Here’s how I typically approach this in code:

import geopandas as gpd
import matplotlib.pyplot as plt

# Loading the GeoDataFrame
gdf = gpd.read_file("path_to_your_shapefile.shp")

# Setting the variable to be visualized
variable = 'population_density'

# Creating a figure and one subplot
fig, ax = plt.subplots(1, 1)

# Plotting the data
gdf.plot(column=variable, ax=ax, legend=True,
legend_kwds={'label': "Population Density by Area",
'orientation': "horizontal"})
plt.show()

Custom legends and scales can really help your map tell a story. Say you want to highlight specific ranges of values, you can define a custom color map (cmap):

# Defining a custom color map
import matplotlib.colors as colors

cmap = colors.LinearSegmentedColormap.from_list("", ["lightblue","yellow","red"])

gdf.plot(column=variable, ax=ax, legend=True, cmap=cmap)

Labels and titles are important as they provide context. You can add text annotations directly to your GeoDataFrame plot:

# Adding title and labels
ax.set_title('Population Density Map')
ax.set_xlabel('Longitude')
ax.set_ylabel('Latitude')

What about interactivity? Sometimes static maps don’t cut it. Integrating GeoPandas with tools like Folium can provide interactive capabilities, allowing for zooming and adding layers:

import folium

# Creating a map center
map_center = gdf.geometry.centroid.iloc[0]

# Creating a Folium map
m = folium.Map(location=[map_center.y, map_center.x], zoom_start=5)

# Adding the GeoDataFrame as a layer to the Folium map
folium.GeoJson(gdf).add_to(m)

# Display the map
m

There’s a lot to play with in terms of aesthetics. GeoPandas allows you to tweak almost every visual aspect of your map. For instance, you might want to modify the transparency of your plot for better visual appeal or to layer multiple maps:

# Plotting with adjusted transparency
gdf.plot(column=variable, alpha=0.5, legend=True)

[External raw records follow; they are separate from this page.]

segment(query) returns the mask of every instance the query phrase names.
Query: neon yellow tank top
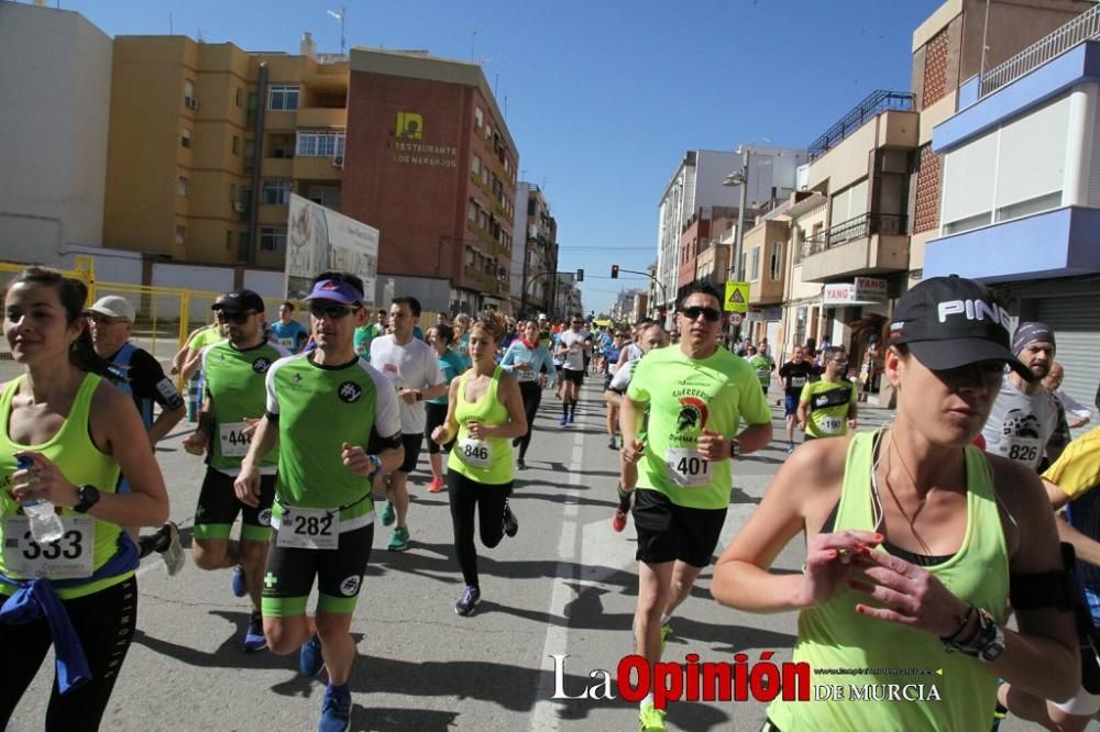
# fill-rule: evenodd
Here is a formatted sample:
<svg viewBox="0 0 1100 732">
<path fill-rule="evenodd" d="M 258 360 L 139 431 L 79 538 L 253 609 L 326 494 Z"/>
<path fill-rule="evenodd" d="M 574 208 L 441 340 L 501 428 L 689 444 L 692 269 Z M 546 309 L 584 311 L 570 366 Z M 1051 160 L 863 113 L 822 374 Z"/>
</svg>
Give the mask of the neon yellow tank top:
<svg viewBox="0 0 1100 732">
<path fill-rule="evenodd" d="M 486 437 L 472 440 L 466 422 L 475 421 L 484 424 L 507 424 L 508 410 L 501 403 L 497 390 L 501 386 L 499 366 L 493 371 L 493 378 L 482 398 L 475 402 L 466 401 L 466 382 L 473 369 L 464 371 L 459 377 L 459 398 L 454 404 L 454 419 L 459 421 L 459 436 L 447 459 L 447 467 L 464 475 L 471 480 L 487 486 L 498 486 L 510 483 L 515 476 L 515 462 L 512 459 L 512 441 L 507 437 Z"/>
<path fill-rule="evenodd" d="M 873 531 L 870 488 L 873 436 L 857 434 L 848 446 L 834 531 Z M 993 495 L 992 473 L 977 447 L 966 448 L 966 480 L 967 525 L 963 545 L 952 558 L 925 569 L 956 597 L 985 608 L 998 622 L 1003 622 L 1009 597 L 1008 550 Z M 772 702 L 768 717 L 781 730 L 882 732 L 988 730 L 997 700 L 997 676 L 977 658 L 947 653 L 939 639 L 928 633 L 857 614 L 856 603 L 867 601 L 862 592 L 844 588 L 826 605 L 799 614 L 794 661 L 810 664 L 813 692 L 811 701 Z M 833 668 L 886 673 L 822 673 Z M 818 685 L 833 689 L 834 696 L 839 688 L 845 698 L 822 700 L 824 695 L 817 694 Z M 862 698 L 855 700 L 854 694 Z M 933 694 L 939 699 L 931 698 Z"/>
<path fill-rule="evenodd" d="M 89 419 L 91 417 L 91 399 L 96 393 L 102 379 L 95 374 L 84 377 L 80 388 L 73 400 L 65 423 L 57 433 L 41 445 L 20 445 L 15 443 L 8 432 L 11 422 L 11 402 L 23 382 L 24 376 L 20 376 L 8 384 L 0 392 L 0 546 L 4 545 L 3 532 L 7 520 L 19 512 L 19 503 L 12 499 L 10 490 L 11 474 L 15 472 L 14 453 L 24 450 L 42 453 L 51 461 L 61 466 L 65 477 L 78 486 L 91 484 L 100 492 L 114 492 L 119 483 L 119 463 L 111 455 L 106 455 L 99 451 L 91 442 L 88 433 Z M 74 514 L 72 509 L 63 509 L 62 515 Z M 90 518 L 90 517 L 89 517 Z M 92 570 L 107 564 L 118 551 L 119 534 L 122 529 L 108 521 L 95 520 L 96 535 L 92 550 Z M 4 566 L 3 554 L 0 553 L 0 573 L 8 574 Z M 101 589 L 118 585 L 132 576 L 132 572 L 108 577 L 87 585 L 76 587 L 57 588 L 57 595 L 63 600 L 70 600 L 85 595 L 98 592 Z M 19 579 L 13 577 L 13 579 Z M 0 584 L 0 594 L 11 595 L 13 587 Z"/>
</svg>

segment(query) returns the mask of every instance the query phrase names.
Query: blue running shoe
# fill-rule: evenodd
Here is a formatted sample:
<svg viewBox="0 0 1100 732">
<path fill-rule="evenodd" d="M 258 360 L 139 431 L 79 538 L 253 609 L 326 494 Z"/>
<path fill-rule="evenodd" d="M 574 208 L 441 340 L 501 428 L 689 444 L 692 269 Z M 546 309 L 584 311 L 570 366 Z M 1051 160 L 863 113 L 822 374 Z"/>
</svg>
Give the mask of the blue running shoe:
<svg viewBox="0 0 1100 732">
<path fill-rule="evenodd" d="M 311 639 L 302 644 L 298 651 L 298 673 L 302 676 L 317 676 L 324 665 L 324 656 L 321 655 L 321 639 L 315 633 Z"/>
<path fill-rule="evenodd" d="M 324 689 L 321 701 L 321 721 L 317 723 L 317 732 L 345 732 L 351 729 L 351 691 L 346 686 L 332 686 Z"/>
<path fill-rule="evenodd" d="M 244 574 L 244 567 L 233 566 L 233 595 L 244 597 L 249 594 L 249 578 Z"/>
<path fill-rule="evenodd" d="M 264 637 L 264 621 L 258 612 L 253 612 L 249 620 L 249 628 L 244 631 L 244 640 L 241 647 L 245 653 L 255 653 L 267 647 L 267 639 Z"/>
</svg>

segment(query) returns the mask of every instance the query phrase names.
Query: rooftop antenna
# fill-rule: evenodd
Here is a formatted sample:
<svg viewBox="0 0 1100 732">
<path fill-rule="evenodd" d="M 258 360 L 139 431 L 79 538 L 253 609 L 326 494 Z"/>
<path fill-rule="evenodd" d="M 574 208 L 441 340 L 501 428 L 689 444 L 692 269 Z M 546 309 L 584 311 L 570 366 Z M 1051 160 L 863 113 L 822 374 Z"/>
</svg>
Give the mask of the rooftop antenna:
<svg viewBox="0 0 1100 732">
<path fill-rule="evenodd" d="M 348 8 L 346 7 L 341 7 L 339 12 L 337 12 L 336 10 L 328 10 L 326 12 L 328 12 L 329 15 L 332 15 L 332 18 L 336 18 L 338 21 L 340 21 L 340 55 L 343 56 L 344 55 L 344 45 L 345 45 L 344 44 L 344 23 L 348 20 Z"/>
</svg>

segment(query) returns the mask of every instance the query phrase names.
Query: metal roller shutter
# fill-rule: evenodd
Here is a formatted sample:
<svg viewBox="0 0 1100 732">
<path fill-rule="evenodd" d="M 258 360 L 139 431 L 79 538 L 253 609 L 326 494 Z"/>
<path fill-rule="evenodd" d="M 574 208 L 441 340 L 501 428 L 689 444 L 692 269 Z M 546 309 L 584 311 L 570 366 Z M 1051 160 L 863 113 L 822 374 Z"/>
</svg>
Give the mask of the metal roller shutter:
<svg viewBox="0 0 1100 732">
<path fill-rule="evenodd" d="M 1097 426 L 1097 382 L 1100 380 L 1100 295 L 1040 300 L 1036 319 L 1054 329 L 1055 359 L 1066 369 L 1063 390 L 1092 409 L 1092 421 L 1075 436 Z"/>
</svg>

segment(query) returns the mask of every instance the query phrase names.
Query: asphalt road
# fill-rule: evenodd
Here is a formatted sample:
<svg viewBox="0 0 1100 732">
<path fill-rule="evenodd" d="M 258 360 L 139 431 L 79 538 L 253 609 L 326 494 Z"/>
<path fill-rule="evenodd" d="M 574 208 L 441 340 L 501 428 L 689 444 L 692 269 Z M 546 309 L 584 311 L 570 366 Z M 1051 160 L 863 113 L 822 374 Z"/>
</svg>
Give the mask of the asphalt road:
<svg viewBox="0 0 1100 732">
<path fill-rule="evenodd" d="M 479 544 L 482 602 L 468 618 L 453 611 L 463 584 L 453 558 L 447 493 L 426 489 L 427 458 L 414 475 L 409 514 L 413 546 L 385 550 L 388 531 L 375 534 L 369 574 L 352 623 L 359 647 L 351 688 L 352 729 L 597 730 L 636 729 L 637 706 L 623 699 L 576 697 L 594 669 L 613 675 L 632 653 L 630 624 L 637 592 L 632 525 L 610 529 L 616 504 L 616 453 L 607 448 L 604 408 L 586 385 L 578 423 L 557 424 L 559 402 L 546 392 L 528 454 L 517 474 L 513 508 L 519 534 L 494 550 Z M 772 399 L 774 403 L 774 399 Z M 782 410 L 772 408 L 777 435 Z M 864 412 L 861 429 L 889 419 Z M 178 430 L 158 452 L 172 497 L 172 517 L 190 545 L 204 467 L 180 448 Z M 787 453 L 781 442 L 746 456 L 735 468 L 735 489 L 723 531 L 724 546 L 754 510 Z M 780 569 L 799 569 L 801 541 L 779 557 Z M 721 552 L 721 546 L 718 548 Z M 719 607 L 705 570 L 673 620 L 666 659 L 696 653 L 732 662 L 763 651 L 790 658 L 794 613 L 749 615 Z M 297 656 L 245 655 L 238 645 L 248 605 L 230 592 L 230 573 L 188 564 L 168 577 L 151 557 L 140 570 L 138 634 L 109 705 L 105 730 L 311 730 L 324 686 L 297 674 Z M 16 659 L 7 659 L 13 663 Z M 52 657 L 16 710 L 9 730 L 40 730 L 52 681 Z M 597 675 L 598 677 L 598 675 Z M 669 729 L 759 730 L 765 705 L 680 702 Z M 1093 723 L 1090 729 L 1100 729 Z M 1032 729 L 1019 721 L 1002 730 Z"/>
</svg>

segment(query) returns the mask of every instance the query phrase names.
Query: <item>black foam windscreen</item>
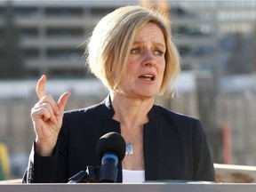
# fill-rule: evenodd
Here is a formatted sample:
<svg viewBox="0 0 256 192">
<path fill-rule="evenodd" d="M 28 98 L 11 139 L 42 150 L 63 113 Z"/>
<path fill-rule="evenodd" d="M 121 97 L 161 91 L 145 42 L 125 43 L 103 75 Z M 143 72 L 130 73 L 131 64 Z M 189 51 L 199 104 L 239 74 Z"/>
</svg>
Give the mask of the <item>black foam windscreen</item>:
<svg viewBox="0 0 256 192">
<path fill-rule="evenodd" d="M 106 152 L 115 153 L 121 162 L 125 156 L 125 141 L 117 132 L 111 132 L 100 138 L 97 143 L 97 156 L 102 158 Z"/>
</svg>

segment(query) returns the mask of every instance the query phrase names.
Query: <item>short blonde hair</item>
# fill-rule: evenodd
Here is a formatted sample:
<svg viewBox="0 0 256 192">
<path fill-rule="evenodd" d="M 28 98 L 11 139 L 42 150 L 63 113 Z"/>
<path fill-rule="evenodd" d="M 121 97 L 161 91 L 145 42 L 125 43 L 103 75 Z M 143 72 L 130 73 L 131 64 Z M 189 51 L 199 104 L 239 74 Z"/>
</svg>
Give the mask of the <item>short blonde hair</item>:
<svg viewBox="0 0 256 192">
<path fill-rule="evenodd" d="M 158 95 L 172 91 L 180 72 L 180 56 L 172 41 L 171 24 L 151 9 L 124 6 L 103 17 L 95 27 L 87 47 L 90 70 L 110 91 L 118 92 L 136 33 L 148 23 L 156 24 L 164 36 L 165 70 Z M 171 83 L 171 89 L 170 89 Z"/>
</svg>

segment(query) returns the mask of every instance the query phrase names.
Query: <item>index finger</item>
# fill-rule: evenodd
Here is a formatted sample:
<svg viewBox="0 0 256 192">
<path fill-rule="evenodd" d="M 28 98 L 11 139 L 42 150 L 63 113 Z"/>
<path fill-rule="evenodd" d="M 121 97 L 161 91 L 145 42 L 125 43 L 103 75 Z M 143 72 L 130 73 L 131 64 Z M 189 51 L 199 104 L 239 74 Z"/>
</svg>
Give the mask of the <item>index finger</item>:
<svg viewBox="0 0 256 192">
<path fill-rule="evenodd" d="M 36 90 L 39 100 L 41 100 L 44 96 L 46 95 L 45 89 L 44 89 L 45 82 L 46 82 L 46 76 L 43 75 L 37 82 Z"/>
</svg>

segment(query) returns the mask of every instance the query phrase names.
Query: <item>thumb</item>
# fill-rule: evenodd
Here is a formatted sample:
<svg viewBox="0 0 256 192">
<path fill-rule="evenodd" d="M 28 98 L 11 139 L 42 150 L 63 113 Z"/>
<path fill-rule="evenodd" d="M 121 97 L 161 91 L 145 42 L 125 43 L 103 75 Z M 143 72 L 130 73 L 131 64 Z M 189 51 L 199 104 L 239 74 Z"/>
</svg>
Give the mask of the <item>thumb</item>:
<svg viewBox="0 0 256 192">
<path fill-rule="evenodd" d="M 60 114 L 64 112 L 65 107 L 67 105 L 68 100 L 71 93 L 69 92 L 64 92 L 59 99 L 57 106 L 59 107 Z"/>
</svg>

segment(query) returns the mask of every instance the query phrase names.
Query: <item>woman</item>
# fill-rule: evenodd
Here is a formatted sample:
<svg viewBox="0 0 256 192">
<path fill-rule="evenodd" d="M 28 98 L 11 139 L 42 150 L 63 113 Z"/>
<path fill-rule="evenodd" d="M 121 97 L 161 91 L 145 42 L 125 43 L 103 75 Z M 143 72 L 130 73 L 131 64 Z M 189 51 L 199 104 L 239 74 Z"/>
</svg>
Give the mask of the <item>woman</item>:
<svg viewBox="0 0 256 192">
<path fill-rule="evenodd" d="M 70 93 L 55 103 L 44 91 L 46 76 L 39 79 L 31 115 L 36 138 L 24 182 L 68 182 L 100 165 L 96 143 L 109 132 L 130 143 L 117 182 L 214 180 L 200 122 L 154 104 L 180 71 L 165 21 L 151 10 L 125 6 L 98 23 L 87 52 L 90 69 L 109 89 L 102 103 L 64 113 Z"/>
</svg>

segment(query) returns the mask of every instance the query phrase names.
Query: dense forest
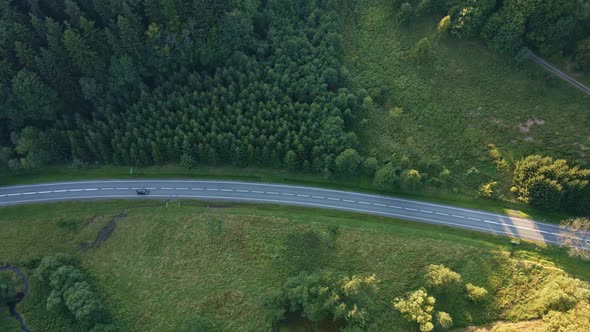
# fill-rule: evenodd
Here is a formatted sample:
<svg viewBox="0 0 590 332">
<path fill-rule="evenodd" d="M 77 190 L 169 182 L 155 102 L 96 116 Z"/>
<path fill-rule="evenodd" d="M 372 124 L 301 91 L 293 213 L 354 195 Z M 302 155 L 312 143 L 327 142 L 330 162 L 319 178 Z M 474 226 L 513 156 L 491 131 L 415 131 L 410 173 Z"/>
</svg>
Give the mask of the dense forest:
<svg viewBox="0 0 590 332">
<path fill-rule="evenodd" d="M 1 160 L 286 165 L 354 147 L 338 1 L 3 1 Z"/>
</svg>

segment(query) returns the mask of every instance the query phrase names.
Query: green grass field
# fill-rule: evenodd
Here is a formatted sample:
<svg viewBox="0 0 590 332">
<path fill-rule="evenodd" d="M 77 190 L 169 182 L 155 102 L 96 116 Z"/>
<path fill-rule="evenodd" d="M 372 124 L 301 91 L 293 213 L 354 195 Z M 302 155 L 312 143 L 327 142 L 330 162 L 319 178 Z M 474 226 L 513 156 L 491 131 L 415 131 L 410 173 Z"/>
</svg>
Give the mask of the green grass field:
<svg viewBox="0 0 590 332">
<path fill-rule="evenodd" d="M 364 154 L 440 160 L 459 178 L 459 190 L 461 182 L 471 190 L 479 184 L 465 175 L 471 167 L 482 172 L 479 181 L 508 180 L 487 156 L 488 144 L 509 161 L 543 154 L 589 165 L 590 96 L 531 61 L 519 67 L 479 41 L 439 35 L 441 17 L 399 27 L 392 1 L 358 3 L 358 15 L 343 21 L 351 84 L 372 96 L 389 91 L 356 130 Z M 420 66 L 409 54 L 424 37 L 435 59 Z"/>
<path fill-rule="evenodd" d="M 305 250 L 290 248 L 285 239 L 305 231 L 325 234 L 330 225 L 340 227 L 339 235 L 322 265 L 377 275 L 378 299 L 369 310 L 381 330 L 412 328 L 391 301 L 420 287 L 429 264 L 445 264 L 496 296 L 489 307 L 451 308 L 461 324 L 529 317 L 527 303 L 535 288 L 542 289 L 552 276 L 590 280 L 588 264 L 555 247 L 523 243 L 515 249 L 503 237 L 328 210 L 212 206 L 117 201 L 2 208 L 0 261 L 23 266 L 34 257 L 75 255 L 124 331 L 177 331 L 196 314 L 214 330 L 269 330 L 260 301 L 293 275 L 292 255 Z M 111 238 L 99 248 L 78 251 L 123 210 L 128 217 Z M 212 222 L 221 228 L 212 229 Z M 76 330 L 68 319 L 46 312 L 46 290 L 34 277 L 31 281 L 31 294 L 19 306 L 29 327 Z M 6 315 L 0 313 L 0 330 L 16 331 Z"/>
</svg>

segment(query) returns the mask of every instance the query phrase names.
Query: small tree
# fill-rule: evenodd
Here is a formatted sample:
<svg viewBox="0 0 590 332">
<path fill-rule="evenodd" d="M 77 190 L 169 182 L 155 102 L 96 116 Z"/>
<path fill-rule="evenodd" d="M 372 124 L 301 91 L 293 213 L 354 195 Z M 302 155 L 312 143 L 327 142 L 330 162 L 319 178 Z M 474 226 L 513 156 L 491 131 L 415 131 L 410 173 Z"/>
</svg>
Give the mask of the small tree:
<svg viewBox="0 0 590 332">
<path fill-rule="evenodd" d="M 448 330 L 453 326 L 453 318 L 444 311 L 436 313 L 436 325 L 443 330 Z"/>
<path fill-rule="evenodd" d="M 590 218 L 574 218 L 561 222 L 560 240 L 569 247 L 569 255 L 590 260 Z"/>
<path fill-rule="evenodd" d="M 351 176 L 358 173 L 361 162 L 362 159 L 355 149 L 346 149 L 336 157 L 334 164 L 338 174 Z"/>
<path fill-rule="evenodd" d="M 399 7 L 399 12 L 397 13 L 397 20 L 400 24 L 407 24 L 410 23 L 414 19 L 414 8 L 409 2 L 404 2 Z"/>
<path fill-rule="evenodd" d="M 440 33 L 447 33 L 449 32 L 449 27 L 451 26 L 451 16 L 447 15 L 438 22 L 438 32 Z"/>
<path fill-rule="evenodd" d="M 479 286 L 475 286 L 471 283 L 465 285 L 467 290 L 467 297 L 473 302 L 481 302 L 488 296 L 488 291 Z"/>
<path fill-rule="evenodd" d="M 406 296 L 393 300 L 393 307 L 410 321 L 420 325 L 420 331 L 429 332 L 434 330 L 432 324 L 432 312 L 434 311 L 435 299 L 428 296 L 424 288 L 420 288 Z"/>
<path fill-rule="evenodd" d="M 460 283 L 461 275 L 442 264 L 431 264 L 427 268 L 424 279 L 430 288 L 445 288 Z"/>
</svg>

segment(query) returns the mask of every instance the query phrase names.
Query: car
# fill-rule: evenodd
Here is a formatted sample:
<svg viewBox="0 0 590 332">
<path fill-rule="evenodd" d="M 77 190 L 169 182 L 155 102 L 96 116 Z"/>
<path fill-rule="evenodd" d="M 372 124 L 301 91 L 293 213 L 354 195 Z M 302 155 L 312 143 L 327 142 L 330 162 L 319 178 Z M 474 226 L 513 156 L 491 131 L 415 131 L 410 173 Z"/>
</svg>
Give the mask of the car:
<svg viewBox="0 0 590 332">
<path fill-rule="evenodd" d="M 150 194 L 150 190 L 146 189 L 146 188 L 142 188 L 142 189 L 137 189 L 137 191 L 135 191 L 138 195 L 149 195 Z"/>
</svg>

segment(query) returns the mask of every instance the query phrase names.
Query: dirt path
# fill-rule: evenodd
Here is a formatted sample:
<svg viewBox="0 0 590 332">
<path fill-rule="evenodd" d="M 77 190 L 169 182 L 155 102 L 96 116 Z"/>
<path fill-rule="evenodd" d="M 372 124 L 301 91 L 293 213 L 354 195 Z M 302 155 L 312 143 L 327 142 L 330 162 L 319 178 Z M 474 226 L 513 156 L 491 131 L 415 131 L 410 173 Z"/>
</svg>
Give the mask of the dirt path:
<svg viewBox="0 0 590 332">
<path fill-rule="evenodd" d="M 18 320 L 18 322 L 20 323 L 21 330 L 23 330 L 24 332 L 30 332 L 30 330 L 25 325 L 25 320 L 23 319 L 23 317 L 18 312 L 16 312 L 16 305 L 22 302 L 27 296 L 27 294 L 29 294 L 29 280 L 27 279 L 27 276 L 23 273 L 23 271 L 21 271 L 21 269 L 19 269 L 16 266 L 0 266 L 0 272 L 4 271 L 16 273 L 16 275 L 20 278 L 20 280 L 23 283 L 23 289 L 17 294 L 17 300 L 10 303 L 8 306 L 10 309 L 10 314 L 14 318 L 16 318 L 16 320 Z"/>
<path fill-rule="evenodd" d="M 576 79 L 574 79 L 573 77 L 569 76 L 568 74 L 566 74 L 566 73 L 562 72 L 561 70 L 557 69 L 555 66 L 551 65 L 549 62 L 547 62 L 543 58 L 541 58 L 541 57 L 539 57 L 539 56 L 531 53 L 531 59 L 533 59 L 533 61 L 535 61 L 539 65 L 543 66 L 545 69 L 547 69 L 549 72 L 553 73 L 557 77 L 559 77 L 562 80 L 564 80 L 564 81 L 568 82 L 569 84 L 573 85 L 578 90 L 586 93 L 587 95 L 590 95 L 590 88 L 588 88 L 584 84 L 578 82 Z"/>
</svg>

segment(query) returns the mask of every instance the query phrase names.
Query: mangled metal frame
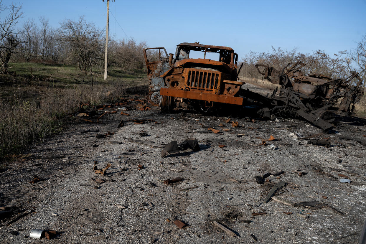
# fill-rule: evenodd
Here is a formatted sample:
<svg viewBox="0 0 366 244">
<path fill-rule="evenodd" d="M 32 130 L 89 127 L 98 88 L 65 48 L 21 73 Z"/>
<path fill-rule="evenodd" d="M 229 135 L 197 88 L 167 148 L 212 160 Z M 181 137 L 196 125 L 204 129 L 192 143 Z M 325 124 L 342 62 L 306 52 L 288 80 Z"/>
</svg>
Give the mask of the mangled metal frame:
<svg viewBox="0 0 366 244">
<path fill-rule="evenodd" d="M 159 50 L 157 60 L 149 60 L 146 53 L 153 49 Z M 147 100 L 162 111 L 179 106 L 205 111 L 217 104 L 243 105 L 239 94 L 244 83 L 237 80 L 238 55 L 231 48 L 184 42 L 169 57 L 163 47 L 143 51 L 150 83 Z M 203 58 L 190 58 L 191 51 L 202 52 Z M 161 57 L 164 53 L 167 57 Z M 208 53 L 218 53 L 219 60 L 206 59 Z"/>
<path fill-rule="evenodd" d="M 262 98 L 262 104 L 268 106 L 258 111 L 262 117 L 270 118 L 279 113 L 295 115 L 325 131 L 333 127 L 334 114 L 352 114 L 354 104 L 363 94 L 358 73 L 352 71 L 346 79 L 333 79 L 321 74 L 304 75 L 301 68 L 305 64 L 300 61 L 288 68 L 289 65 L 280 71 L 268 65 L 255 65 L 265 79 L 281 86 L 279 91 Z M 259 67 L 264 67 L 262 71 Z M 357 82 L 352 85 L 355 79 Z"/>
</svg>

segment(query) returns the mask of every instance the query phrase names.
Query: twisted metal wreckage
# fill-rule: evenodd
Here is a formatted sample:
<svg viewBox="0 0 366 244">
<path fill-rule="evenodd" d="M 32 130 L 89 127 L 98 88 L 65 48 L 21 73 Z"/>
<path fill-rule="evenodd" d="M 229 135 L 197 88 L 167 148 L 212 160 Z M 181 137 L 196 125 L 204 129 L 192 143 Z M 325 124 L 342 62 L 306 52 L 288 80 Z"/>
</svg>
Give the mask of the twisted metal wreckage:
<svg viewBox="0 0 366 244">
<path fill-rule="evenodd" d="M 238 71 L 238 55 L 231 48 L 184 42 L 169 56 L 163 47 L 143 51 L 150 82 L 147 100 L 162 112 L 177 107 L 202 112 L 250 108 L 247 111 L 254 109 L 263 118 L 300 117 L 325 131 L 334 127 L 335 114 L 351 115 L 363 94 L 358 73 L 351 72 L 345 79 L 305 76 L 300 70 L 305 64 L 299 61 L 281 71 L 255 65 L 265 79 L 280 86 L 265 96 L 241 89 L 245 84 L 238 79 L 242 64 Z M 356 84 L 352 85 L 355 79 Z"/>
</svg>

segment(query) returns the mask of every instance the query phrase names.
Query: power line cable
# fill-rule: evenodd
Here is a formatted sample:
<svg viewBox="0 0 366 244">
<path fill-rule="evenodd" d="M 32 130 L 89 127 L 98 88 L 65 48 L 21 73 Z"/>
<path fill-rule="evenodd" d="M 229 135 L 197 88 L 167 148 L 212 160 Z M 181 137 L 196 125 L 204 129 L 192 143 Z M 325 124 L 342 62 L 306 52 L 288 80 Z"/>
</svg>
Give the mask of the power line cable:
<svg viewBox="0 0 366 244">
<path fill-rule="evenodd" d="M 107 4 L 105 3 L 104 3 L 104 4 L 105 4 L 106 6 L 107 6 Z M 128 36 L 127 35 L 127 34 L 126 34 L 126 33 L 124 31 L 124 30 L 123 30 L 123 28 L 122 27 L 122 26 L 121 26 L 121 25 L 119 24 L 119 23 L 118 23 L 118 21 L 116 19 L 116 17 L 115 17 L 114 15 L 113 14 L 113 13 L 111 12 L 111 13 L 112 14 L 112 16 L 113 16 L 113 18 L 114 18 L 115 20 L 115 21 L 117 22 L 117 23 L 118 24 L 119 26 L 119 27 L 121 28 L 121 29 L 122 30 L 122 31 L 123 31 L 123 33 L 124 33 L 124 34 L 126 35 L 126 37 L 127 37 L 127 38 L 131 40 L 131 38 L 130 38 L 128 37 Z"/>
</svg>

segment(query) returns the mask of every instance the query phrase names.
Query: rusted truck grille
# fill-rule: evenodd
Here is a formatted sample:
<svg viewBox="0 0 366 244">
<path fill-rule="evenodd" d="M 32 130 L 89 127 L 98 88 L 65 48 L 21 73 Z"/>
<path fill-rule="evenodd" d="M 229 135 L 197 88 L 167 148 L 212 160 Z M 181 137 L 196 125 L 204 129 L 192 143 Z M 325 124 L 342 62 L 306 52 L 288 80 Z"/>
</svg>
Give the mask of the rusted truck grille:
<svg viewBox="0 0 366 244">
<path fill-rule="evenodd" d="M 213 93 L 220 90 L 220 72 L 193 68 L 186 69 L 184 71 L 186 84 L 191 90 Z"/>
</svg>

For more intricate customizations, digging into GeoPandas documentation and examples from the GitHub repository can help immensely (GeoPandas GitHub).

Finally, remember that GeoPandas is built on top of Matplotlib, so any advanced Matplotlib technique can be applied to a GeoPandas plot. This cross-compatibility significantly extends your toolkit for making compelling maps. Additional resources such as Matplotlib’s gallery of examples are excellent for inspiration (Matplotlib Gallery).

Creating these maps could be somewhat intimidating at first, but once you get the hang of it, the possibilities are endless. Keep experimenting with styles, layers, and interactivity options. The more you practice, the more you’ll discover just how flexible and powerful GeoPandas is for geospatial mapping.

And that’s a wrap on our series! With this toolkit, I’m confident you can start crafting maps that not only serve their functional purpose but also engage and inform your audience effectively. Happy mapping!